Importing data from web pages
We use Beautiful Soup in this recipe to scrape data from a web page and load that data into pandas. Web scraping is very useful when there is data at a website that is updated regularly, but there is no API. We can rerun our code to generate new data whenever the page is updated.
Unfortunately, the web scrapers we build can be broken when the structure of the targeted page changes. That is less likely to happen with APIs because they are designed for data exchange, and carefully curated with that end in mind. The priority for most web designers is the quality of the display of information, not the reliability and ease of data exchange.
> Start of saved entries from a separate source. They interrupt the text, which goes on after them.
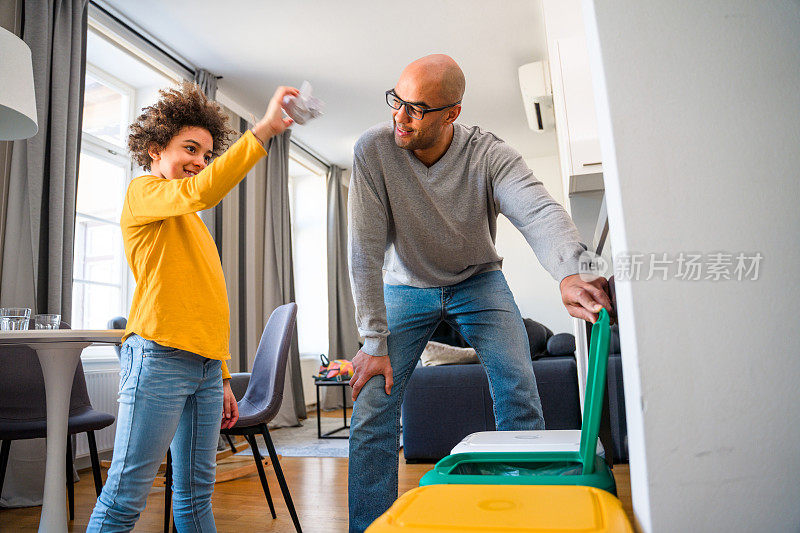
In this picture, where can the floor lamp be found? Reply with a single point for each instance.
(17, 97)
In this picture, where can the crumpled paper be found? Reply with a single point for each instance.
(303, 107)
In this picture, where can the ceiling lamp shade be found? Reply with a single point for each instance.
(17, 98)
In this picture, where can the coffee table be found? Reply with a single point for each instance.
(330, 434)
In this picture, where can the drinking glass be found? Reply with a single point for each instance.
(47, 321)
(14, 318)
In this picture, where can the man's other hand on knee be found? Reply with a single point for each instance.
(365, 366)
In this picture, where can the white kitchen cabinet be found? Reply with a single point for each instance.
(574, 102)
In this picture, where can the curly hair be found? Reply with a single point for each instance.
(177, 108)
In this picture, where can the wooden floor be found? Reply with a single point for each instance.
(318, 486)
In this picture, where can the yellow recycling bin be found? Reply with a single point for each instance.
(504, 508)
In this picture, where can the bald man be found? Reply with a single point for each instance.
(424, 199)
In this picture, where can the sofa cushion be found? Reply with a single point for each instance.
(561, 344)
(444, 404)
(538, 334)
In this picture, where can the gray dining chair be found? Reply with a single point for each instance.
(23, 411)
(262, 399)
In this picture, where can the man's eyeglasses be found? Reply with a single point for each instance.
(412, 110)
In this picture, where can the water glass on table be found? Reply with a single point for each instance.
(14, 318)
(47, 321)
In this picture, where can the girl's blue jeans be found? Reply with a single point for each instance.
(483, 310)
(165, 395)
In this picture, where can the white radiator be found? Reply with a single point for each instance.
(102, 386)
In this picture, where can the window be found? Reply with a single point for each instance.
(102, 283)
(308, 207)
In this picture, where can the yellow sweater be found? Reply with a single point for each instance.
(180, 299)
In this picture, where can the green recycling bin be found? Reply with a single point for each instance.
(583, 467)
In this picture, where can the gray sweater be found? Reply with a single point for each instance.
(432, 227)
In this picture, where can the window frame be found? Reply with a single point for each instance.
(119, 156)
(314, 166)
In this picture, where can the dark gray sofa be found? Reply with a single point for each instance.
(444, 404)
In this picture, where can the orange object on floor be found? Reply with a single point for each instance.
(511, 508)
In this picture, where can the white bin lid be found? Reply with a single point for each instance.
(556, 440)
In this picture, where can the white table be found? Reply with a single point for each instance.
(59, 351)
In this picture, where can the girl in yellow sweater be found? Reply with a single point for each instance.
(174, 384)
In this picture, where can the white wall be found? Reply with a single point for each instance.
(698, 106)
(536, 292)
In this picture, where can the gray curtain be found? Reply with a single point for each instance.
(39, 225)
(40, 219)
(212, 217)
(270, 277)
(342, 331)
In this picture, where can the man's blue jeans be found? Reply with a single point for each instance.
(164, 392)
(483, 310)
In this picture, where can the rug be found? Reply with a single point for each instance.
(302, 441)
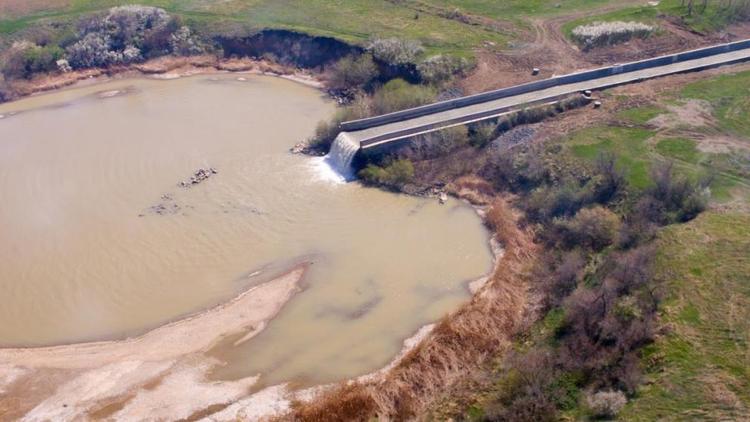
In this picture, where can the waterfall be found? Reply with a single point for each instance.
(342, 152)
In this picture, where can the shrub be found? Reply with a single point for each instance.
(395, 174)
(24, 59)
(394, 51)
(440, 69)
(128, 34)
(672, 198)
(608, 178)
(183, 43)
(439, 143)
(594, 228)
(608, 33)
(550, 201)
(352, 72)
(606, 404)
(482, 134)
(398, 94)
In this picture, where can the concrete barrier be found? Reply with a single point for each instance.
(543, 84)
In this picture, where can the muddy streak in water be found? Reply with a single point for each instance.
(100, 242)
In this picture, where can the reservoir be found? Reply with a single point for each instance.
(105, 236)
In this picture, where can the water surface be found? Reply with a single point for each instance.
(100, 242)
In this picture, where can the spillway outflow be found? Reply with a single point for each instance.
(341, 155)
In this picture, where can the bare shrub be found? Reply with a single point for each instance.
(24, 58)
(558, 277)
(395, 174)
(606, 404)
(398, 94)
(440, 69)
(437, 144)
(395, 51)
(524, 390)
(128, 34)
(352, 72)
(672, 198)
(184, 43)
(609, 179)
(594, 228)
(482, 134)
(600, 34)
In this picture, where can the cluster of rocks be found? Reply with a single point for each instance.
(167, 206)
(199, 176)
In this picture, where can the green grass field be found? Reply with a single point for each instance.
(637, 145)
(433, 22)
(700, 368)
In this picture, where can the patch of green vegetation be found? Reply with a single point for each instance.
(354, 21)
(640, 115)
(513, 9)
(680, 149)
(701, 369)
(729, 96)
(627, 144)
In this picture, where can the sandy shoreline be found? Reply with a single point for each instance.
(147, 375)
(167, 67)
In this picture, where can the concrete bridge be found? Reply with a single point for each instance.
(380, 130)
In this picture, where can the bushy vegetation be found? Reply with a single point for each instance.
(599, 279)
(122, 35)
(395, 95)
(128, 34)
(609, 33)
(352, 73)
(395, 51)
(394, 174)
(398, 94)
(441, 68)
(25, 58)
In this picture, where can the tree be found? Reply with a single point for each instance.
(352, 72)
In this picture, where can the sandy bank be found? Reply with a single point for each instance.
(160, 375)
(167, 67)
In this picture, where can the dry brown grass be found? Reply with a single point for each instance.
(473, 189)
(461, 343)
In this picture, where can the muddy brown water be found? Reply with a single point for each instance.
(98, 241)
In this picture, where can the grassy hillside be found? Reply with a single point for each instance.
(700, 369)
(455, 26)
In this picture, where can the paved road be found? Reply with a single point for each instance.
(389, 132)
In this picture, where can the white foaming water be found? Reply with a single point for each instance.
(90, 258)
(341, 155)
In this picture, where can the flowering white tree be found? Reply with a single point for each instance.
(609, 33)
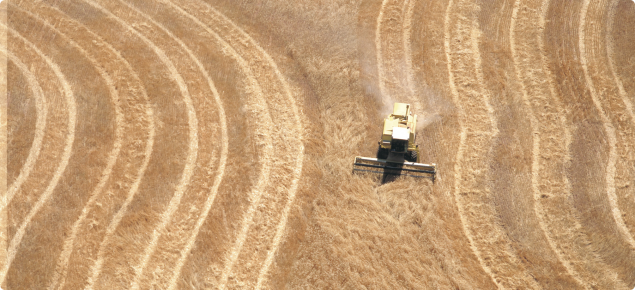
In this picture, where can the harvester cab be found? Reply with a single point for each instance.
(397, 153)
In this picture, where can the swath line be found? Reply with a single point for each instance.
(60, 273)
(112, 157)
(610, 48)
(608, 127)
(463, 136)
(41, 108)
(299, 160)
(224, 150)
(244, 66)
(70, 102)
(191, 158)
(535, 166)
(407, 32)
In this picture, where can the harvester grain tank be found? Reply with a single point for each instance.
(397, 152)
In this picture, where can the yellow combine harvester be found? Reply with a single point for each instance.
(397, 153)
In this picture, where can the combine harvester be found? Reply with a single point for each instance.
(397, 153)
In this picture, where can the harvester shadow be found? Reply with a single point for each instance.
(392, 174)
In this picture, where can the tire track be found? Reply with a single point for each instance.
(565, 220)
(4, 110)
(132, 122)
(150, 251)
(70, 103)
(490, 245)
(191, 156)
(41, 108)
(609, 116)
(530, 80)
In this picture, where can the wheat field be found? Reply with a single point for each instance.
(208, 144)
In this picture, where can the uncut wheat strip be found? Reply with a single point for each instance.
(394, 60)
(66, 154)
(407, 45)
(489, 242)
(95, 44)
(256, 91)
(150, 250)
(265, 66)
(41, 110)
(192, 146)
(526, 69)
(598, 99)
(562, 220)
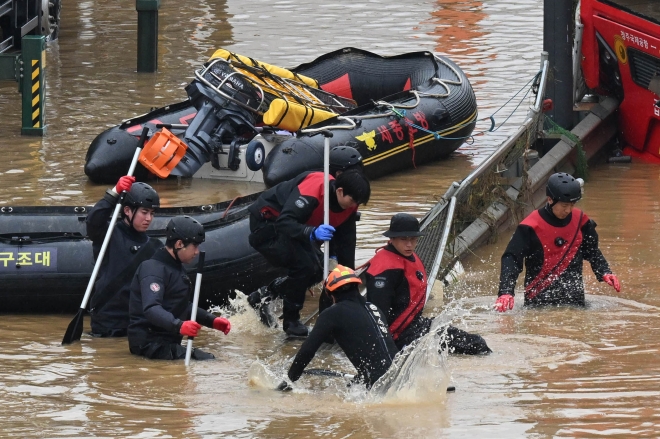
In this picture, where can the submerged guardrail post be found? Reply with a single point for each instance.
(147, 35)
(32, 84)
This causes data cleaning challenges unique to web scraping, including HTML elements that house the data being in surprising and changing locations, formatting tags that obfuscate the underlying data, and explanatory text that aid data interpretation being difficult to retrieve. In addition to these challenges, scraping presents data cleaning issues that are familiar, such as changing data types in columns, less than ideal headings, and missing values. We deal with data issues that occur most frequently in this recipe.
Getting ready
You will need Beautiful Soup installed to run the code in this recipe. You can install it with pip by entering pip install beautifulsoup4
in a terminal window or Windows PowerShell.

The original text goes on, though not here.